TANZANIA

There are approximately 80,000 Robusta coffee-farming families in North-Western Tanzania.    30,000 live in 141 communities in the districts of Bukoba Town, Bukoba Rural, Missenyi, Muleba, Biharamulo, and Ngara, and they are members of the Kagera Cooperative Union.  50,000 of them live in 150 communities in the districts of Karagwe and Kyerwa and are members of the Karagwe District Cooperative Union.

Each cooperative union has a project to help 30 communities become organic coffee producers.   The two unions have no assistance for their other communities, and SID will help them increase their productivity, price, and income from Robusta coffee.
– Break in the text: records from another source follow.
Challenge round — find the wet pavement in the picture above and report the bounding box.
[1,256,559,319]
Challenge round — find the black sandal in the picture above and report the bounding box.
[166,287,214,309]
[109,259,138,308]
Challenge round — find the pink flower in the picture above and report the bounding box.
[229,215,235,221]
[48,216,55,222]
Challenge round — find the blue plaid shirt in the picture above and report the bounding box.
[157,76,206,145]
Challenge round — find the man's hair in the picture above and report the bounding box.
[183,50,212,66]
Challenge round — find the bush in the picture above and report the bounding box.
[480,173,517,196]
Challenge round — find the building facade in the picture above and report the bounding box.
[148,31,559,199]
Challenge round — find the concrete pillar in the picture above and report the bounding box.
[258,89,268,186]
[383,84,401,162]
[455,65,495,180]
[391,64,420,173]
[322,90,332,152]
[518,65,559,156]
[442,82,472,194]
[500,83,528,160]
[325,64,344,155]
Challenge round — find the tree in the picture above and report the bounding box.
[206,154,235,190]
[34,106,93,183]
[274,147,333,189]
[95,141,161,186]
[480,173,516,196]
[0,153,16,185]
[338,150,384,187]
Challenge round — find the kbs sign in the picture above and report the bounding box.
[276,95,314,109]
Farmers of both cooperative unions have similar opportunities for increasing their income.  They need to prune their coffee trees, stump older trees, and fertilize the trees with manure to increase their productivity.  The recommended number of trees is 450 per acre, but most farmers have only 50 to 250 trees per acre.  Also, most farmers dry their cherries but do not take the extra step of hulling them and selling the beans.

THE GENERAL POPULATION

The project began in September 2024, with farmers defining 22 practices they needed to adopt to graduate from poverty—8 for increasing productivity, 5 for increasing their price, 5 for conserving land and water, and 4 for making better business decisions.

We started the project by helping farmers fill the gaps in their coffee plots so that they could plant new seedlings in October and November 2024.

We will conduct the baseline for the general population’s knowledge and adoption of the practice they need to adopt in December 2024.